In my last blogpost, "A New Metric System", I took issue with a couple of key points that Diane Ravitch regularly makes in her book and while on tour. This was after I gave Dr. Ravitch major kudos for igniting the most active national conversation about education that I have seen in my twenty years in the field. It only seemed fair to send her a copy of my post, and I am thrilled to report that she took the time to write back.

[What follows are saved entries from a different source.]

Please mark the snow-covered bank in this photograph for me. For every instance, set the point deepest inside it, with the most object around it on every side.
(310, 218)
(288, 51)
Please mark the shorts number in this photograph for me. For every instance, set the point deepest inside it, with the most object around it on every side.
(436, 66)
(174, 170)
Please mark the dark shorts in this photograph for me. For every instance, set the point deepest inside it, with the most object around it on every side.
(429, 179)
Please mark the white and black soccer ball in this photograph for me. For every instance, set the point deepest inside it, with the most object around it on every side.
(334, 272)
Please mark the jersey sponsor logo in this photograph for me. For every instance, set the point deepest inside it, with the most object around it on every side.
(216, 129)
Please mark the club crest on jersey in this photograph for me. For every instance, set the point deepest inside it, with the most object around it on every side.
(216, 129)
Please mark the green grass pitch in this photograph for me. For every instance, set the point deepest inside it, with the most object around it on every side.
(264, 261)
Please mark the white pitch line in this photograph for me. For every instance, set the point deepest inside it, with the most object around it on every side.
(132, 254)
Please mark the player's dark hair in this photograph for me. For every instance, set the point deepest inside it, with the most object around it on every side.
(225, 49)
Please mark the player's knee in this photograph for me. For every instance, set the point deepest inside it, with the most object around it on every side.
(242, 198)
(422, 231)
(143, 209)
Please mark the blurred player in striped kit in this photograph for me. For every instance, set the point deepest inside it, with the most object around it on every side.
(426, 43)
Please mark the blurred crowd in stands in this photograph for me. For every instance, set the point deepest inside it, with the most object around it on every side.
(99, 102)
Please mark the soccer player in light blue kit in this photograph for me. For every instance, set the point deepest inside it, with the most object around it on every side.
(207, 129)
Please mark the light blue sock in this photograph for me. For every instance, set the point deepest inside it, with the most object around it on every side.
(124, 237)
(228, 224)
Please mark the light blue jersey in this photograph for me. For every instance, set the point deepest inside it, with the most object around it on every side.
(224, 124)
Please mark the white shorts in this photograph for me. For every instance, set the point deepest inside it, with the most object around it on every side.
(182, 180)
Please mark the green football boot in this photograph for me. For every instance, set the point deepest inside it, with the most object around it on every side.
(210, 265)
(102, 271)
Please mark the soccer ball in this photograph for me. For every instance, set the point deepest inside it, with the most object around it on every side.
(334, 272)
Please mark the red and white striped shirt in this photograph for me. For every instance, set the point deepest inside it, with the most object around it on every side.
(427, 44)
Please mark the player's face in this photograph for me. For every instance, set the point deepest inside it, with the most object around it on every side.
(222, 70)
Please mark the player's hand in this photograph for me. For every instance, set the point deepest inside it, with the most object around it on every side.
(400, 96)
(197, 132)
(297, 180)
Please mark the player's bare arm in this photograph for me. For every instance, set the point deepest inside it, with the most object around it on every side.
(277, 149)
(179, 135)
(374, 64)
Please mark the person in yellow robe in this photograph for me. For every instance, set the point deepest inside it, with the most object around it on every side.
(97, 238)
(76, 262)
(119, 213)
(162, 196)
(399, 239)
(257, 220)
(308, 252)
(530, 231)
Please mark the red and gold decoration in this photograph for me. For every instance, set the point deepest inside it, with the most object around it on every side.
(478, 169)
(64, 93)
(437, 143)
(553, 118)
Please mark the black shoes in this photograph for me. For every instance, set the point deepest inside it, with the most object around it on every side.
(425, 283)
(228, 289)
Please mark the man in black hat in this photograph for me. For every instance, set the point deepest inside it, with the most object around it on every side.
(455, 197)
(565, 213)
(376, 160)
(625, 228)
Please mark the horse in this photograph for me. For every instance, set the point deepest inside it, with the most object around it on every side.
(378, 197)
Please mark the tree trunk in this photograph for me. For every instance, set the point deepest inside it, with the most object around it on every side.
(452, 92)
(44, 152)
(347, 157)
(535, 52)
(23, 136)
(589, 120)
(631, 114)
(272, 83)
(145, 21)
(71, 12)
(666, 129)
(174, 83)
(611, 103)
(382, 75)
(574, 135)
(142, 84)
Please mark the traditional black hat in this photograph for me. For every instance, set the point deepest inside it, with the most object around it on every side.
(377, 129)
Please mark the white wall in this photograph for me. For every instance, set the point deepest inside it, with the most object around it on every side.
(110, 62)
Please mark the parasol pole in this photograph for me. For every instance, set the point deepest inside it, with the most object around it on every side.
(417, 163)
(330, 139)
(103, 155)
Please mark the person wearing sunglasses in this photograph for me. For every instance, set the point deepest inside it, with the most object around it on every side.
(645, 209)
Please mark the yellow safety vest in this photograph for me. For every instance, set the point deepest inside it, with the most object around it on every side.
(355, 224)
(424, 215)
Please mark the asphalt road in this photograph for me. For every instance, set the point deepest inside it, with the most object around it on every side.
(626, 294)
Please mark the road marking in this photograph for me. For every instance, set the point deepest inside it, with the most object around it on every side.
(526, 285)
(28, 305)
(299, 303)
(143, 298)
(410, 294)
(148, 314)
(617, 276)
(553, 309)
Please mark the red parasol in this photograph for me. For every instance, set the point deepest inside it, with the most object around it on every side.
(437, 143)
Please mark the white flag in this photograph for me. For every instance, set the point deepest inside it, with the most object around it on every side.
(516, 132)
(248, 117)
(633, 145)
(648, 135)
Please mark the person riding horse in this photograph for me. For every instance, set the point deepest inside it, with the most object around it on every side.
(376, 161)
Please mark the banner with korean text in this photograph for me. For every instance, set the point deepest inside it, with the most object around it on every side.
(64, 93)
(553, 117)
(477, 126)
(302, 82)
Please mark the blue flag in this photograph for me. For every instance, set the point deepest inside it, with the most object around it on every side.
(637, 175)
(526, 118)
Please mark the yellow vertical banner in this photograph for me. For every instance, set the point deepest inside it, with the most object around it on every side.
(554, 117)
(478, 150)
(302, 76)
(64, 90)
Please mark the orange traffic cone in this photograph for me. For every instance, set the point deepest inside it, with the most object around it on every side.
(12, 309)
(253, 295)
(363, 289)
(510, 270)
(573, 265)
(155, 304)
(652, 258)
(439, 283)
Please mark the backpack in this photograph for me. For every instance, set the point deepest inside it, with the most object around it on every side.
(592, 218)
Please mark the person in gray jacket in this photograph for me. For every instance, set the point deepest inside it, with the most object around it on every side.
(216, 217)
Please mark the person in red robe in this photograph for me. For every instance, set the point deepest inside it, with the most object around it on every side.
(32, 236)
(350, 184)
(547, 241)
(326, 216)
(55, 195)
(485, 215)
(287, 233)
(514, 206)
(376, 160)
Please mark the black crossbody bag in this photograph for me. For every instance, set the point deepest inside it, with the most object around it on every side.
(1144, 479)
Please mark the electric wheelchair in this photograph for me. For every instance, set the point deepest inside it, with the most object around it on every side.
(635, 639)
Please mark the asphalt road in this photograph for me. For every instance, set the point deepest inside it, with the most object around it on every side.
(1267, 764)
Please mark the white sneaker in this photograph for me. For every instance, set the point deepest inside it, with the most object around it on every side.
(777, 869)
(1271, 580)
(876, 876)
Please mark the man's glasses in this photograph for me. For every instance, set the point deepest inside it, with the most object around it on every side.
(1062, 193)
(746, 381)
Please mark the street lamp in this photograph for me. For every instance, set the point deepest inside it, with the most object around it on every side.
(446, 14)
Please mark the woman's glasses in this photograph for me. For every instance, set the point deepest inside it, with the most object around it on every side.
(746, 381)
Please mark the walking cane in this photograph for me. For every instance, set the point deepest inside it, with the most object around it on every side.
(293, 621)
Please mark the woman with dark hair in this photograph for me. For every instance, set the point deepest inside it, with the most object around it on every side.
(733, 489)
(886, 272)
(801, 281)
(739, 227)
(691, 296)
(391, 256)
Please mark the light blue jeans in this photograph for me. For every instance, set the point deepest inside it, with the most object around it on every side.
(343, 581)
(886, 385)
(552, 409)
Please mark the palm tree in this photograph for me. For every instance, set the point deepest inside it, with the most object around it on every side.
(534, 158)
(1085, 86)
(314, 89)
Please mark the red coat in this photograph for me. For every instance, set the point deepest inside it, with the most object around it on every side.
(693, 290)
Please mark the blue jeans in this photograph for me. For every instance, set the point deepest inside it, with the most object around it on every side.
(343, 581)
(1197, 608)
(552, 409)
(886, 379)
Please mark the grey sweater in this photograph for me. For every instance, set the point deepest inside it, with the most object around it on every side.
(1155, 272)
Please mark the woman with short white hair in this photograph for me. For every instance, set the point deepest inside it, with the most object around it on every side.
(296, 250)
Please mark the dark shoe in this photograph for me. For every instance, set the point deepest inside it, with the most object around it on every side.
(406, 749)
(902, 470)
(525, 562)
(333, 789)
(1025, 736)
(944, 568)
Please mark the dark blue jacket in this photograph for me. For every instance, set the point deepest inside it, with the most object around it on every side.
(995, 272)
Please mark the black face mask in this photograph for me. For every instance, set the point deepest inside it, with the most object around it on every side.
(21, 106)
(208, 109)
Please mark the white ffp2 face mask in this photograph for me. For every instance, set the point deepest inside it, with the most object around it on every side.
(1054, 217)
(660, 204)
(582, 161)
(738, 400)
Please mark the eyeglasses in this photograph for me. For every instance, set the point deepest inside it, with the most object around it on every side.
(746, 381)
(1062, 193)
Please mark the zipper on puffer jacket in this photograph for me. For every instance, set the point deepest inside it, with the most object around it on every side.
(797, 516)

In the spirit of healthy and rigorous civil discourse, I am pleased to bring you Dr. Ravitch's response:
As for the critique, I hope you will understand that I supported charters vigorously from the late 1980s–when I first heard the idea from Albert Shanker–until a few years ago, when I realized that the charter entrepreneurs and hedge funders saw them as a money making opportunity and as a way to undermine public education. They made many claims, and foremost was that charters would get much higher test scores, would close achievement gaps, and would save money, just because they weren't run by government. The charter movement attracted progressives initially because it sounded like the "free" schools of the 1960s, but it has been taken up in a big way by the right. It is the perfect vehicle for diminishing the public sector.
The reason I use test scores is to respond to the boasts of the charter industry. The NAEP is a reliable independent measure and has consistently shown "no difference." Charters today demand parity in funding: they no longer say they can do more with less. That's reasonable. They can't.
My bottom line is that the current attacks on teachers and public education is destructive. No other nation–certainly no successful one—is trying to demolish its public system and turn its public funding over to private entrepreneurs.
Maybe the private sector knows best. But I doubt it. If we can't make a success of our public schools, if we can't give them the funding they require and the leadership they need, then we are in for bad times indeed.
Thanks Dr. Ravitch! I look forward to more dialogue.